Я смотрю на Алекса и Амелию, а чувствую тебя и себя… как будто это их здесь нет, а не я являюсь для них бестелесным зрителем. Их движения, голоса, ответная реакция — все это пропускается через мой зрительный нерв и оседает в памяти ощутимыми объемными картинами испытанных мною манипуляций, жестов, прикосновений и чувств. Действительно ли это был Алекс, то как он предложил девушке руку, и была ли это Амелия, когда послушно вложила свои вздрагивающие пальчики в его широкую теплую ладонь, доверчиво раскрываясь навстречу его затягивающему взгляду и окутывающим порталам обступившей тьмы?
Просто сидел и наблюдал, как он помогает ей подняться на ноги, ласково придерживая за предплечье второй руки? Или впитывал их действия на совершенно ином уровне восприятия, ощущая больше, чем это вообще возможно? Послушная Амелия… или послушная ты?..
Она почти сама идет к креслу напротив моего, безропотно забирается на его узкую твердую спинку-скамью, обтянутую черной кожей и окантованную рядом стальных колец с полосками кожаных ремней и пряжками-фиксаторами. Алекс помогает ей и поддерживает с такой невероятной заботой и успокаивающей нежностью, которых я за ним никогда раньше не замечал за всю свою сознательную жизнь. Да она, похоже и не испытывает никакого страха или волнения, скорее наоборот. Задерживает дыхание, поджимает губки и вздрагивает с нескрываемым наслаждением каждый раз, когда ладони и пальцы Рейнольдза прикасались к ее телу и не важно где — на плечах, шее, лице или ногах. Она только и ждала, чтобы он невзначай или намеренно задел ее, скользнул успокаивающей лаской по щеке или ладошке перед тем как обхватить запястье и притянуть изгиб локтя к узкому подлокотнику. Закрепить на нем и по всей руке до самого предплечья несколько жестких ремней неспешными знающими манипуляциями невозмутимого профессионального хирурга, после чего еще раз коснуться чувствительной кожи на открытых участках только лишь одними подушечками пальцев, вызывая по всему телу девушки ответную неуемную дрожь с несдержанным участившимся дыханием на содрогающемся животике и возбужденной груди. Нагнуться к ее виску, что-то прошептать, скрестившись с ее томным вожделенным взглядом свинцовой дымкой своих всевидящих глаз, поцеловать ее у самого краешка века перед следующим маневром.

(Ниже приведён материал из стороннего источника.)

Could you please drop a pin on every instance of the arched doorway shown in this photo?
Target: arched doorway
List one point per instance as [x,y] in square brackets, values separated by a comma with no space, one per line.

Она была не просто податливыми воском в его ладонях, она была готова умереть прямо здесь и сейчас, и только в его руках, за возможность еще раз ощутить его щедрую ласку или даже сладкую боль от затягивающихся ремней на ее запястьях и ногах под неспешным движением его опытных пальцев. Если она и боялась чего-то в эти секунды, то только потерять ощущение его присутствия, его волнующих ласк, успокаивающего шепота, окутывающих и пульсирующих по ее коже немеющих отпечатков блаженной истомы. И он без особого напряжения считывал все ее мысли, каждое замеревшее вместе с ее дыханием предвкушение перед его последующей манипуляцией — затянуть на бедре еще один ремень или провести ладонью по вздрагивающему животику, краем мизинца задевая кромку черных полупрозрачных трусиков и самой чувствительной под ней линии лобка. Чем дальше продолжался этот ритуал с фиксацией и распятием Амелии на "хирургическом" кресле пыток, тем сложнее ей было сдерживать собственное нетерпение и громкое дыхание, граничащее с тихими всхлипами и стонами. Совершенное женское тело на пугающей конструкции черного "паука", затянувшего на раскинутых в стороны руках и ногах жесткие жгуты своей черной паутины. Кто рискнет сказать, что эта картина выглядела вульгарной и развратной, и попробует осудить саму девушку за ее безумное желание быть "растерзанной" в этой откровенной позе добровольной жертвы? И она действительно выглядела пугающе восхитительной, порочно прекрасной и завораживающей. И соприкасаясь с ее живыми формами и невидимыми тенями ненасытного мрака, с ее скрытыми желаниями, сдерживаемой и такой открытой страстью, греховным исступлением и неуемной болью нестерпимого возбуждения, ты словно сам начинал поглощать их собой, впитывать каждый отпечаток их сенсорных эхограмм рецепторами собственной кожи, нервными окончаниями своей воспаленной сущности, погружаясь сознанием и чувствами куда глубже, чем это мог сделать кто-либо другой на твоем месте.